Cryptography is the mathematical science and the discipline of writing messages in encoded text. Its purpose is to protect secrets from adversaries, interceptors, intruders, opponents, and attackers [1]. It also pays special attention on mechanisms that guarantee information integrity and deals with techniques for exchanging users authentication keys and protocols [2]. The most known method is the combination of the symmetric and asymmetric encryption and decryption algorithms. The asymmetric algorithm is used for the exchange of cryptographic keys and the symmetric algorithm is used for information encryption and decryption.

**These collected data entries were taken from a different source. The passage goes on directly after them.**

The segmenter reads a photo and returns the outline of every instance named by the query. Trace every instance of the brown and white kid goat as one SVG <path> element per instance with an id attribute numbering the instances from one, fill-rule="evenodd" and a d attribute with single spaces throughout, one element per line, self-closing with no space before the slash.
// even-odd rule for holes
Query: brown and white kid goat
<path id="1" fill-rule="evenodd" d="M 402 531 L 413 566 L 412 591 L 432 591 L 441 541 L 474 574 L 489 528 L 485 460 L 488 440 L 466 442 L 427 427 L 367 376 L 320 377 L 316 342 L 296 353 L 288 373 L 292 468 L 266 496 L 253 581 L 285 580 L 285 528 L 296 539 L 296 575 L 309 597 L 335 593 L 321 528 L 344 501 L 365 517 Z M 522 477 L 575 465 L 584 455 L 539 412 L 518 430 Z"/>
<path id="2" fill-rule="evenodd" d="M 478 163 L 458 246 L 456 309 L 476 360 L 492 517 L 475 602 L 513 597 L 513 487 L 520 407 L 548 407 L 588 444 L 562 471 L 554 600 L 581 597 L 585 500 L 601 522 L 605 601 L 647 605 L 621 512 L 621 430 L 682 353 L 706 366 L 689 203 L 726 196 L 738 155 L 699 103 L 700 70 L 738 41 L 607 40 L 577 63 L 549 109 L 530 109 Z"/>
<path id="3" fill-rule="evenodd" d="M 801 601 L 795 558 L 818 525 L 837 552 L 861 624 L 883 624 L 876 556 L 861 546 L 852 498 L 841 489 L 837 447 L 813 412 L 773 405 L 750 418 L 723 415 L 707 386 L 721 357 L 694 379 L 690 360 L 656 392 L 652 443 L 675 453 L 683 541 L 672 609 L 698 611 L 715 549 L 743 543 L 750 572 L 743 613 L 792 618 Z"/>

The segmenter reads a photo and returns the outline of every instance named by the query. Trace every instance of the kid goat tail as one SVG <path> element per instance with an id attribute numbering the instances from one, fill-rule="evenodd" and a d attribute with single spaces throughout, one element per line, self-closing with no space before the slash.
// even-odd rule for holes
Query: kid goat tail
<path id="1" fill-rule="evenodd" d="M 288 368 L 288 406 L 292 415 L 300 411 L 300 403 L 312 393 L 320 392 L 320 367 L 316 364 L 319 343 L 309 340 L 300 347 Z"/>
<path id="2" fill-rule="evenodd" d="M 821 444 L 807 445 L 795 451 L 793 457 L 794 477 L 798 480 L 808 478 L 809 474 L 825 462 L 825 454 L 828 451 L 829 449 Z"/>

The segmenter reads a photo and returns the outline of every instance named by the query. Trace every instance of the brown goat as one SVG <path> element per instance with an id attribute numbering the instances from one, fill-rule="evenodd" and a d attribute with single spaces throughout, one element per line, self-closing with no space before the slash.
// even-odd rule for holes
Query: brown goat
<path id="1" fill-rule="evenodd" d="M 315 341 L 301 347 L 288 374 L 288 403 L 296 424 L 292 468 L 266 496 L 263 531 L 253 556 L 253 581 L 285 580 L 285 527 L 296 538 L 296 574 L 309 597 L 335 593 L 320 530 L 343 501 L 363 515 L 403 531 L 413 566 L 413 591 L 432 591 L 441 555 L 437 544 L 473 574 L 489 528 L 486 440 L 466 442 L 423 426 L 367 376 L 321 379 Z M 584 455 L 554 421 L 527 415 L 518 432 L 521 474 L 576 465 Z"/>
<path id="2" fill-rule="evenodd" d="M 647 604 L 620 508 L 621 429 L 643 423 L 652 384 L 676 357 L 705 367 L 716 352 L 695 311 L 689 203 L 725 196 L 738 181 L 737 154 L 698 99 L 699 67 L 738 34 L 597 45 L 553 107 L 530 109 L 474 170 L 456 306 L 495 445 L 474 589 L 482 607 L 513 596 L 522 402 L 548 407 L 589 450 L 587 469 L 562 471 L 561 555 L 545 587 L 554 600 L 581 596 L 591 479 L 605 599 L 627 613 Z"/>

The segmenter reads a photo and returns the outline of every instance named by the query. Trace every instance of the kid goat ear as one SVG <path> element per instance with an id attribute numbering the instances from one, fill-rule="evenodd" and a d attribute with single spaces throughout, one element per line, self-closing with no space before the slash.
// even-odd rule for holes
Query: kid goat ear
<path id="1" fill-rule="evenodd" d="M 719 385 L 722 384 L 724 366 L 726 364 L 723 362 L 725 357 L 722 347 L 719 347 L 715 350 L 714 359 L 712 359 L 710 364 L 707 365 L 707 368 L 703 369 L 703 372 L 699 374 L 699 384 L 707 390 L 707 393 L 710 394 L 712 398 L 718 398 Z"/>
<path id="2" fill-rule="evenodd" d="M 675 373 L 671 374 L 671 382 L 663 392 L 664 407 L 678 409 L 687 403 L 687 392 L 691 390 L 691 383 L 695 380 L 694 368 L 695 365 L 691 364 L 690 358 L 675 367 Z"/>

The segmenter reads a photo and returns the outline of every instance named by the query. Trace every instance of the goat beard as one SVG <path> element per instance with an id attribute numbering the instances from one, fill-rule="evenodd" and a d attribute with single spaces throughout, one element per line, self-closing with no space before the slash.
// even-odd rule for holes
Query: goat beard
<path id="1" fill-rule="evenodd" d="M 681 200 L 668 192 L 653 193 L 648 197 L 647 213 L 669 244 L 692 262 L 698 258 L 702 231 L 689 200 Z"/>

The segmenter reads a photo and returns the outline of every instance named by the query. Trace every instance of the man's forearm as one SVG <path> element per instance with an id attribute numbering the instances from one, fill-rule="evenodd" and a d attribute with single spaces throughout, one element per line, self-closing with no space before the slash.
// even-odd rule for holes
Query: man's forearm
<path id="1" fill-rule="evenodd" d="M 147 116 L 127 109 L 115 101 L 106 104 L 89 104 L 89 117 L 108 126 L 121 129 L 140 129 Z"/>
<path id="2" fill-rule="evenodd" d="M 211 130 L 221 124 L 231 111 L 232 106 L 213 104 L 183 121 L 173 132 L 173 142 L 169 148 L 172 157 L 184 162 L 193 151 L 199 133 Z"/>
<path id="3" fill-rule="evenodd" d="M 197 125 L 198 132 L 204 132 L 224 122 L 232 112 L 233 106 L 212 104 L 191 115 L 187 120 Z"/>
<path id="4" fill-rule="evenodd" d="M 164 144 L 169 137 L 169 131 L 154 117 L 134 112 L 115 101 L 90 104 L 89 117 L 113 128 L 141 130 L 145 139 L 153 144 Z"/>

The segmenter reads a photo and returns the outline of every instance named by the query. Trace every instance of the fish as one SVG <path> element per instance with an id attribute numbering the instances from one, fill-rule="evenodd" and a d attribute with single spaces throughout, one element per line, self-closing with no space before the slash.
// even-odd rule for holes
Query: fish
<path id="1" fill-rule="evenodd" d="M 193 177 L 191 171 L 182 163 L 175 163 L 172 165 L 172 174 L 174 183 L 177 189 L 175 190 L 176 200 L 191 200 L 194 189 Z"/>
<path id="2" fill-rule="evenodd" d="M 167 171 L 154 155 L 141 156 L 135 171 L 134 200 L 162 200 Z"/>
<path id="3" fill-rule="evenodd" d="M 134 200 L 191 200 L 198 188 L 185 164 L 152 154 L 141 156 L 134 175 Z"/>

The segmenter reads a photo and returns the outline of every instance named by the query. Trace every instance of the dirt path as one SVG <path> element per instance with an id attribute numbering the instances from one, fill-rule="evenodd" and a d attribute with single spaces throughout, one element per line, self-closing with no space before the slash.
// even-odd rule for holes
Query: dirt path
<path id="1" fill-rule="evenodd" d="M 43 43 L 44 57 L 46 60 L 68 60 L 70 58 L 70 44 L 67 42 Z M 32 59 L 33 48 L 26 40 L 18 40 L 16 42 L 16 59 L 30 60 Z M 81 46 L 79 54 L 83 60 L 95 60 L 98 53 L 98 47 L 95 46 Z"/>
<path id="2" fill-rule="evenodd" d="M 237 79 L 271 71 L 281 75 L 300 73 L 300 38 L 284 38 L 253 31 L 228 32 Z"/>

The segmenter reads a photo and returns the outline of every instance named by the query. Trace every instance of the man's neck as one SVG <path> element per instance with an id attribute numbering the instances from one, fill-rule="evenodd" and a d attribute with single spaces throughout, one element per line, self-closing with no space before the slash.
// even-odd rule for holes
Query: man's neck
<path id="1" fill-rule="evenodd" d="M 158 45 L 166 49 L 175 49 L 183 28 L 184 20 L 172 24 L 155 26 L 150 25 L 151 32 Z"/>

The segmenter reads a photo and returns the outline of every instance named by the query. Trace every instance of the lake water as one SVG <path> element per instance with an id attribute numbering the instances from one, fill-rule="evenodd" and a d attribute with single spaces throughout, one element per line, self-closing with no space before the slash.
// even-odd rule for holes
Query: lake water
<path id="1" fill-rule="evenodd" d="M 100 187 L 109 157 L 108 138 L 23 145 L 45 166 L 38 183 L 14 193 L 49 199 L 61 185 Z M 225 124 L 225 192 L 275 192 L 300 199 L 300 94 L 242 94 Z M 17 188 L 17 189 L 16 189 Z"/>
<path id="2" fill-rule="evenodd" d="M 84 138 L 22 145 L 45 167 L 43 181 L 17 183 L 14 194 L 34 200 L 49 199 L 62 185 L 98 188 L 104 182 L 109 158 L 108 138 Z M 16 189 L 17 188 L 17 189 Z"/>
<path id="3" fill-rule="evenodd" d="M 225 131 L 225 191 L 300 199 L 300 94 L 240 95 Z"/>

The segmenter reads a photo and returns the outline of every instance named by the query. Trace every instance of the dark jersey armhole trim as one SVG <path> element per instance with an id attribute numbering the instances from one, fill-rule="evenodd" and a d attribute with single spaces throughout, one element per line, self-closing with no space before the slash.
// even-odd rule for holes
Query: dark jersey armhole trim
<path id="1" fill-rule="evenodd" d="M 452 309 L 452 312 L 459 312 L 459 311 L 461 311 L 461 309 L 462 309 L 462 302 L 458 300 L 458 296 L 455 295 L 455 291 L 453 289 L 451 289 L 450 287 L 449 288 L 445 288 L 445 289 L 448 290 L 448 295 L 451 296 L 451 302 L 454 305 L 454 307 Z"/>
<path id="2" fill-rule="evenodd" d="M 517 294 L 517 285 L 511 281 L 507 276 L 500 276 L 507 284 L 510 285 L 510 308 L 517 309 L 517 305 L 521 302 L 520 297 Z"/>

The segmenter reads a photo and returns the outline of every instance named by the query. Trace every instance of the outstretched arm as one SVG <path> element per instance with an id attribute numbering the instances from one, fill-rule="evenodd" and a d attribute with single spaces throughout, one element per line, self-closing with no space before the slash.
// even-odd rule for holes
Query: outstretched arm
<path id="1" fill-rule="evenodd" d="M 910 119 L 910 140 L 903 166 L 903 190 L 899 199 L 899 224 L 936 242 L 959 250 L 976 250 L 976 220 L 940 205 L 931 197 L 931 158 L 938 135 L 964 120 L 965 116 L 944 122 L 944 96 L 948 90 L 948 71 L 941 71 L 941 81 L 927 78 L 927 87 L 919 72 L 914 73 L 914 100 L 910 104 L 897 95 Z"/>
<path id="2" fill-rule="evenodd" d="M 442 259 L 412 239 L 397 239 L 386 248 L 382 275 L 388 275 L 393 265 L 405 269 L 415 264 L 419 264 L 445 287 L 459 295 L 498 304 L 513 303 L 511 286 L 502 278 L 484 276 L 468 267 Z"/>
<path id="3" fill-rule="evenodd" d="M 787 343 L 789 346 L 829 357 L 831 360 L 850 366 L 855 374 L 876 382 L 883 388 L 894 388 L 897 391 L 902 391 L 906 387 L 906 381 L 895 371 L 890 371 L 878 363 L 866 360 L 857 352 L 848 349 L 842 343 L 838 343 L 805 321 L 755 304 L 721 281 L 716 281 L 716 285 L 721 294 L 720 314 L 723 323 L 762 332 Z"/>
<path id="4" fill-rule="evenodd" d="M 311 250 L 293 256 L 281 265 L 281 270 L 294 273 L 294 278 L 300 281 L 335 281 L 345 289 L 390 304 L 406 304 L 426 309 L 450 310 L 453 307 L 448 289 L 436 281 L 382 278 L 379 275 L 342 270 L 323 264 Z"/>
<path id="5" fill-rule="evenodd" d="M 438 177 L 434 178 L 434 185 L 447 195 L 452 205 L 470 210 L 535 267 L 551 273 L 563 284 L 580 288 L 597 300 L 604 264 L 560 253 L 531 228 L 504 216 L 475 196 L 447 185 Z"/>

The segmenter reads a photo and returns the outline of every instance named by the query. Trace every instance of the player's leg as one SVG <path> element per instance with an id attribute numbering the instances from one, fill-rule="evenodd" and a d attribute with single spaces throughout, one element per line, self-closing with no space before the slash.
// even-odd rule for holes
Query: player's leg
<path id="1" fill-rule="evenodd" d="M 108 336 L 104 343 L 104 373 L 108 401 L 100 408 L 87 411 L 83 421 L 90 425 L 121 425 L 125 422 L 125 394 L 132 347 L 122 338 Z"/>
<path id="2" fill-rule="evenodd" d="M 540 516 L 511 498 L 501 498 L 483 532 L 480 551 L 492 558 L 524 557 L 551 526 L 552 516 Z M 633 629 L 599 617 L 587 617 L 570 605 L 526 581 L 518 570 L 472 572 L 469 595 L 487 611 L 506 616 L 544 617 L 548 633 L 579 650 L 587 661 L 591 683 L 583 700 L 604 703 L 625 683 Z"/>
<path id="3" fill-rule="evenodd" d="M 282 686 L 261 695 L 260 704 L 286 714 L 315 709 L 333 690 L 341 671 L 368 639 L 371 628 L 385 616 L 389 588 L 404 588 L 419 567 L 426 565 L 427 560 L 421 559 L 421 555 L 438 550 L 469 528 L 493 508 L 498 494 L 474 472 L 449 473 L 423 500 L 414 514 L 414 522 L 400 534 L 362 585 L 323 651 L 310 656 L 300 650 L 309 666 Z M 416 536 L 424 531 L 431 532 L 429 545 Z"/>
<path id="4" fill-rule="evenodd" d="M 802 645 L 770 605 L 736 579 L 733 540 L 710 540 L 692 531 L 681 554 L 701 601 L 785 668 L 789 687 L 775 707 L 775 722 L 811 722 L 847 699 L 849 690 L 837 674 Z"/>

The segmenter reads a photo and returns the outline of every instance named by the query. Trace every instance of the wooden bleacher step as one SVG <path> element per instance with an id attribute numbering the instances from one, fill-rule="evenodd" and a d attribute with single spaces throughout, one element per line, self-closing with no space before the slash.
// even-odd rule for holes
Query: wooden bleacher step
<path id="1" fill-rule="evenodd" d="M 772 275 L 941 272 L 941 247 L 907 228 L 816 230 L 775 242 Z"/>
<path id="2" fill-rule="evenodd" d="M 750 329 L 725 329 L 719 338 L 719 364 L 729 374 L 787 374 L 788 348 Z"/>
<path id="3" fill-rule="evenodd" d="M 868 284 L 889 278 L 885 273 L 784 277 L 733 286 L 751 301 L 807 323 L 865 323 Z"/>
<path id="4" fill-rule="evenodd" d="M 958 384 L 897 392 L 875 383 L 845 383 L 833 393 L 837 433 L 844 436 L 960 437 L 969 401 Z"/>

The RSA public key cryptosystem and the systems based on elliptic curves are the most common forms for public-key cryptography in the encryption and digital signature standards [3]. However, the security of the RSA algorithm depends on the length of the prime numbers used for factoring [4]. Thus, one of the main concerns of RSA is the demand for large keys in today’s cryptographic algorithms, since the product of two long prime numbers must be factored. This generates a bigger value than the original. Increasing the length of prime numbers increases security; however, the computational cost of factoring these numbers is also increased. For this reason, it is important to look for new methods of exchanging cryptographic keys in a secure way and with a relatively low computational cost. Hence, neural cryptography is born; this method uses a neural network called Tree Parity Machine (TPM). In this way, through two TPM networks with exactly the same structure, two users can establish a cryptographic key by exchanging the inputs and outputs of these networks, keeping the synaptic weights secret.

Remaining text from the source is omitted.